Assim sendo, quanto mais numerosas as deformações, maior será o prestígio daquele que
as possui, o qual, em virtude delas, será alçado à condição de ilustre personagem,
quando não de chefe da tribo. E estas desfigurações incluem, além dos lábios e da
boca, as bochechas.
As pedras que os homens trazem nos lábios têm por vezes o diâmetro de um duplo ducado,
havendo mesmo algumas ainda mais largas. Sua grossura é a de um dedo médio. Chegam a
quase impedir quem as usa de falar, ficando bastante difícil compreendê-los quando dizem
algo, dando a impressão de que estão com a boca cheia de farinha. Quando trazem a pedra
no orifício do beiço inferior, este cresce até ficar do tamanho de um punho. A grossura
do ornamento permite que estimemos a capacidade de resistência desta parte situada entre
a boca e o queixo. Mas quando tiram a pedra para poder falar, vê-se a saliva escorrendo
pelo orifício, num espetáculo deveras repugnante. Quando algum desses patifes quer fazer
zombarias com os outros, faz a língua passar por esta abertura.

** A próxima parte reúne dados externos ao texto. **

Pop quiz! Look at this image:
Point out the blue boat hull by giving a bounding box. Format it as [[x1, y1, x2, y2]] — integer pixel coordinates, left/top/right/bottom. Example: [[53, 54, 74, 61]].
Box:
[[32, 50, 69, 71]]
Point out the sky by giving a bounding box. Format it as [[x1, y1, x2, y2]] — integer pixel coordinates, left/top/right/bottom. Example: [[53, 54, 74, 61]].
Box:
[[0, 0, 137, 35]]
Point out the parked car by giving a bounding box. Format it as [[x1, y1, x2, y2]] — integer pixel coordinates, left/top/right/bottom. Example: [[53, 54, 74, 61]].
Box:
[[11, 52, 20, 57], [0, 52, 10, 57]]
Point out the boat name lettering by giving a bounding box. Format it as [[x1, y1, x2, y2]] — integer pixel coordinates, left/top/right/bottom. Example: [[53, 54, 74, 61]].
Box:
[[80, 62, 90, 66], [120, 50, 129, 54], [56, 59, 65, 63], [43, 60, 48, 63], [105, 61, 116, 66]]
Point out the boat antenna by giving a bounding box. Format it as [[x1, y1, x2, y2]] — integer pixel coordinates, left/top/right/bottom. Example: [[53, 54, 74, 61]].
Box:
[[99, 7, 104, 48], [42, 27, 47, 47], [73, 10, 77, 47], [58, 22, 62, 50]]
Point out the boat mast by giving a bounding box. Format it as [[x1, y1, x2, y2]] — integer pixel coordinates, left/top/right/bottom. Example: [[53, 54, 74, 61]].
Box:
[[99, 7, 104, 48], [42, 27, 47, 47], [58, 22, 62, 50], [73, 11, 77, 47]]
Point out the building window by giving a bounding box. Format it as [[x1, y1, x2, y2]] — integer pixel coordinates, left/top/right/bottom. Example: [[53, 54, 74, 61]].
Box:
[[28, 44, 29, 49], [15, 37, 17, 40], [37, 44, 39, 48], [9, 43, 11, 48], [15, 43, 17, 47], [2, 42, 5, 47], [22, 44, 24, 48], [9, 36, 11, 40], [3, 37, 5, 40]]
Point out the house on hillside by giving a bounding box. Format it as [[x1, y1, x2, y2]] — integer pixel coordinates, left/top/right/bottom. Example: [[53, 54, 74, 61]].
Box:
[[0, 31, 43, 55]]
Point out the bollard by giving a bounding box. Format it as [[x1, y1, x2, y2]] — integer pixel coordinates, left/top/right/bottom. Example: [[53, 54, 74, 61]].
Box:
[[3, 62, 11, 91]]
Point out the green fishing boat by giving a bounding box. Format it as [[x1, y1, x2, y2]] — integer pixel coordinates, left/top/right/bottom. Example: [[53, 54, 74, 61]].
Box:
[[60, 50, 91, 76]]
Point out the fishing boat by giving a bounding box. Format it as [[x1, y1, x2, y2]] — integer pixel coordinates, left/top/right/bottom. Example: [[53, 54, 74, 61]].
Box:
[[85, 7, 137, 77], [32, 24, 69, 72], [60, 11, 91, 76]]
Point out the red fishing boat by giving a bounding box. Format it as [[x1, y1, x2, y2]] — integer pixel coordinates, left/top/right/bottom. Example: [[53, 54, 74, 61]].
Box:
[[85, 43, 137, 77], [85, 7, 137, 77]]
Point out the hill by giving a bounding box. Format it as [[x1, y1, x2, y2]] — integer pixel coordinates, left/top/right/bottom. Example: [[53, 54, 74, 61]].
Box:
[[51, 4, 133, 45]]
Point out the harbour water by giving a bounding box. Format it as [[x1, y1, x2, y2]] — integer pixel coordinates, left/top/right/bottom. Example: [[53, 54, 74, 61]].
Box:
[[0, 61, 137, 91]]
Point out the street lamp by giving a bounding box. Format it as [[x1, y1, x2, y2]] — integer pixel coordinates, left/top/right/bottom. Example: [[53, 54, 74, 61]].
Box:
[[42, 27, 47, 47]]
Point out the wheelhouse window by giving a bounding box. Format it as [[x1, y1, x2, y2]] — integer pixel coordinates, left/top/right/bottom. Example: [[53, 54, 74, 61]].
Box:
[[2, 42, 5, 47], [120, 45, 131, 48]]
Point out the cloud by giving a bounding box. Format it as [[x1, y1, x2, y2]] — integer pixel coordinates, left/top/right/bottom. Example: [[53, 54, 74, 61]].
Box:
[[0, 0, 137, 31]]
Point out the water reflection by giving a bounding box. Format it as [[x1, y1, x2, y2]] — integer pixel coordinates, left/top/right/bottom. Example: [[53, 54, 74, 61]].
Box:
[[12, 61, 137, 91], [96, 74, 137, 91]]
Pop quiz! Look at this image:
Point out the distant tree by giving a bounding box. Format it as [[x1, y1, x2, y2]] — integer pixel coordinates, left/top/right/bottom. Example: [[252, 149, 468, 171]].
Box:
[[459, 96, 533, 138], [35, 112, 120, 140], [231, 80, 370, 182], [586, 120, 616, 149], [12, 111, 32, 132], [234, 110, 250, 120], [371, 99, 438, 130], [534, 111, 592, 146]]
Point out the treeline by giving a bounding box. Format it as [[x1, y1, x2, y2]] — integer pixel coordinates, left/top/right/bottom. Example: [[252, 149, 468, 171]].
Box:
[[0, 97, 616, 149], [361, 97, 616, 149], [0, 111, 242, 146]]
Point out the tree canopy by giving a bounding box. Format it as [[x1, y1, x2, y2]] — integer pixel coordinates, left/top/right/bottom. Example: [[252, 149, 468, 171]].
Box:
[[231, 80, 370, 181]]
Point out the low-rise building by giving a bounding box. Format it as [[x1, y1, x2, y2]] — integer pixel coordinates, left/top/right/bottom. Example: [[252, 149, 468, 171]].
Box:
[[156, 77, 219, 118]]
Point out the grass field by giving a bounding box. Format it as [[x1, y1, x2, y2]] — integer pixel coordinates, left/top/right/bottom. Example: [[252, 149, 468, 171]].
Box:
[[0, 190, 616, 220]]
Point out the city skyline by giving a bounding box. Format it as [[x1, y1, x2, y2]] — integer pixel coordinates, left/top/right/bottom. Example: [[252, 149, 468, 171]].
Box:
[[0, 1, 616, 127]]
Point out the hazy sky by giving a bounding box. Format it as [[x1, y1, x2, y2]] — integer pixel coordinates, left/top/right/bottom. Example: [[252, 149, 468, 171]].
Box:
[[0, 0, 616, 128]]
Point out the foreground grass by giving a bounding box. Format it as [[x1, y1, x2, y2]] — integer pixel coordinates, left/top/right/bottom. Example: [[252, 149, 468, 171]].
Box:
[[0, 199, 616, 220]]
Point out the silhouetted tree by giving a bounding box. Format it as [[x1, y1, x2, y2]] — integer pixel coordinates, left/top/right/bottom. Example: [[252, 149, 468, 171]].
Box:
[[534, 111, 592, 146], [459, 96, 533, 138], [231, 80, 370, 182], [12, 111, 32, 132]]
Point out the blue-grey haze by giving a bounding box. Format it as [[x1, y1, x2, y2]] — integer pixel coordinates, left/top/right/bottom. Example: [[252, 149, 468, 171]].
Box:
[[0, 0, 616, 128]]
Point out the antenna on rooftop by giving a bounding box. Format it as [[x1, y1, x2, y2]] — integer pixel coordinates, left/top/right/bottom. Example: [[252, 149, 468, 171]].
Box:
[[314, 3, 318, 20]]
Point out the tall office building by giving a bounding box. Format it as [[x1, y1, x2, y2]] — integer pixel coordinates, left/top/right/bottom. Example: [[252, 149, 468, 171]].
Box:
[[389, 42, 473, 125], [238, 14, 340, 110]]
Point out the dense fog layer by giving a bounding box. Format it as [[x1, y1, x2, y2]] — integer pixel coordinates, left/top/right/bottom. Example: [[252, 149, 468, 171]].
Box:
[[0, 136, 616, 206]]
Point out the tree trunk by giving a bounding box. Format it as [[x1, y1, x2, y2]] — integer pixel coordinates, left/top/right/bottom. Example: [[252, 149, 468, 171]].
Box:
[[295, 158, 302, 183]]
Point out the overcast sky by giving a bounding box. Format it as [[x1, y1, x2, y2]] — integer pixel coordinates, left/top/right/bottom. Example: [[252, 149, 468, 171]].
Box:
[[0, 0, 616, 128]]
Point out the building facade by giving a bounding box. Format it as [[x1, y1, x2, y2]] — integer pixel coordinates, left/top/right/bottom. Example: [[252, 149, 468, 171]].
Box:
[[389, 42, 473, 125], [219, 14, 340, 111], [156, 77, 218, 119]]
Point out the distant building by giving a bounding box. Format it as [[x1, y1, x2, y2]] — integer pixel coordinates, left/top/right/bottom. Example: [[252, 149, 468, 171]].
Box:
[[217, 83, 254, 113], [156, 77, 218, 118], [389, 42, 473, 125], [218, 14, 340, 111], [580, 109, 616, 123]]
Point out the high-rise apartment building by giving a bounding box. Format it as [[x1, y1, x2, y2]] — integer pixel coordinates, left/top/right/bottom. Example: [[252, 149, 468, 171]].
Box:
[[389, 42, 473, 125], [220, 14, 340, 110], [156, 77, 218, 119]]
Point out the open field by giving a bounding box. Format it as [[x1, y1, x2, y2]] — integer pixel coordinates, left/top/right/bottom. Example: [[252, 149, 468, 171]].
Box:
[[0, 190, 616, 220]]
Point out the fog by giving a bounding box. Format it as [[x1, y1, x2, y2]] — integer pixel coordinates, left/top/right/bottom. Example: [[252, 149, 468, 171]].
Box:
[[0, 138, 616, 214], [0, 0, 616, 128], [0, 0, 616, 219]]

As mulheres e moças não se deformam tanto quantos os homens. Trazem, no entanto, certos
penduricalhos nas orelhas, feitos com as conchas de alguns mariscos grandes, do
comprimento e grossura de uma vela de um tostão. Os homens ainda trazem pendurados no
pescoço umas meias-luas de um pé de comprimento. Até as crianças de dois ou três anos
andam com este enfeite. Os adultos também usam colares brancos, feitos com um outro tipo
de conchinhas ainda menores que aquelas outras. Colhem-nas no mar e têm por estes colares
excepcional estima. Estes rosários de contas brancas que parecem marfim e que
ultimamente têm sido vendidos em França são feitos destas conchinhas pelos
próprios selvagens. Os marinheiro que os trazem, compram-nos por uma ninharia. Quando
chegaram os primeiros rosários deste tipo, quiseram fazer crer que fossem feitos de coral
branco. Mais tarde, alguns passaram a afirmar que as contas eram de porcelana... Quem
quiser, pode mandar benzer estes rosários.
Outro adorno que os selvagens usam é uma espécie de braçadeira, feita de osso de peixe,
semelhante às que usam os nossos milicianos. Eles também apreciam sobremaneira as
pequenas contas de vidro que são trazidas da Europa.
Para cúmulo da deformação, estes homens e mulheres ficam às vezes inteiramente negros,
por se pintarem com certas tinturas que extraem dos frutos, como há pouco começamos a
explicar. O interessante é que eles se pintam e se enfeitam uns aos outros. As mulheres
pintam o corpo dos homens, desenhando mil motivos diferentes, como figuras, linhas
onduladas, etc, tudo tão miúdo que não seria possível que alguém fizesse desenhos
menores.
Não se mencionam nos livros outros povos que tivessem tais costumes. Sabe-se que os
citas, quando saíam para fazer visitas de pêsames aos amigos, pintavam o rosto de preto.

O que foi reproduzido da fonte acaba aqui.